# Understanding the classification tree from tree package

I am trying to understand how the tree package in R works. The following code is from the an introduction o Statistical learning textbook.

library (tree)
library (ISLR2)
attach (Carseats)
set.seed(32603)
High <- factor(ifelse(Sales <= 8, "No", " Yes ") )
Carseats <- data.frame(Carseats , High)

##### fit a model on all variables except Sales

tree.carseats <- tree(High~.-Sales,Carseats)
summary(tree.carseats)
tree.carseats
plot (tree.carseats)
text (tree.carseats , pretty = 0)

My question is how does the algorithm decide when to stop? I see there are 5 observations in the bottom most nodes. Is there a threshold that when the number of observations is equal to that threshold the algorithm stops?

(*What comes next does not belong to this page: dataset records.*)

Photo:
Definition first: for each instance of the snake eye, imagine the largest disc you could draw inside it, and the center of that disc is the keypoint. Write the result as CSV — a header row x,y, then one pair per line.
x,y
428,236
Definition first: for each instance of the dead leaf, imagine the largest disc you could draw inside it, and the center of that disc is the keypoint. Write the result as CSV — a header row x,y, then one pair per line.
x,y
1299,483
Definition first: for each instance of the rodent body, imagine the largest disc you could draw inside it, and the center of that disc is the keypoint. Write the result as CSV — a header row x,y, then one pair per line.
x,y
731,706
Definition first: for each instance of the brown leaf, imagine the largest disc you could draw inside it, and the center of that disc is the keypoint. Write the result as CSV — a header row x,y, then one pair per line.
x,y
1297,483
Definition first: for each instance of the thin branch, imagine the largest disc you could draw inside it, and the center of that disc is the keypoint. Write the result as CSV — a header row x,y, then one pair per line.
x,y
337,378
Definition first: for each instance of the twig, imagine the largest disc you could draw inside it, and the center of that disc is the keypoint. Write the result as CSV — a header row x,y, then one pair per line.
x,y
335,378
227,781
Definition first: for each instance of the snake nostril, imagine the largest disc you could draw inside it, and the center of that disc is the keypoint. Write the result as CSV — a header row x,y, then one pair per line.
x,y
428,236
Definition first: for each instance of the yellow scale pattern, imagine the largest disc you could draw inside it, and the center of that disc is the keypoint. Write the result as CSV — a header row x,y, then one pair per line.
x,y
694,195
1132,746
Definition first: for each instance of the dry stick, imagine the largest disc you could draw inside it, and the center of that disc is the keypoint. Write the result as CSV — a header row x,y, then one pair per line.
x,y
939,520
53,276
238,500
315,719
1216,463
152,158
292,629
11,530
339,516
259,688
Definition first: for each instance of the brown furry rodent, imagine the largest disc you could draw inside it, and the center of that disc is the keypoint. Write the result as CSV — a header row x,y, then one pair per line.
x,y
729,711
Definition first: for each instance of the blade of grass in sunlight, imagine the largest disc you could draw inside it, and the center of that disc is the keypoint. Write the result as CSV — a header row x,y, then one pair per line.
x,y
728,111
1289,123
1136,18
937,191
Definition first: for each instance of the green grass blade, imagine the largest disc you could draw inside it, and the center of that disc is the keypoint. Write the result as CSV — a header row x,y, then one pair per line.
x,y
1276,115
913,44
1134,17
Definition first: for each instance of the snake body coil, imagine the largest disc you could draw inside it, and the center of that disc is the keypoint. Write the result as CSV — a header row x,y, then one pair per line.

The help for the `tree()` function shows the following arguments, which include `control`

``````tree(formula, data, weights, subset,
na.action = na.pass, control = tree.control(nobs, ...),
method = "recursive.partition",
split = c("deviance", "gini"),
model = FALSE, x = FALSE, y = TRUE, wts = TRUE, ...)
``````

The description of `control` is

``````control    A list as returned by tree.control
``````

The help for `tree.control` shows

``````Usage
tree.control(nobs, mincut = 5, minsize = 10, mindev = 0.01)

Arguments
nobs   The number of observations in the training set.

mincut   The minimum number of observations to include in either child node. This is a
weighted quantity; the observational weights are used to compute the ‘number’.
The default is 5.

minsize  The smallest allowed node size: a weighted quantity. The default is 10.

mindev   The within-node deviance must be at least this times that of the root node for the
node to be split.
``````

So, it seems that the minimum number of observations to include in a child node is 5 by default but you can adjust that.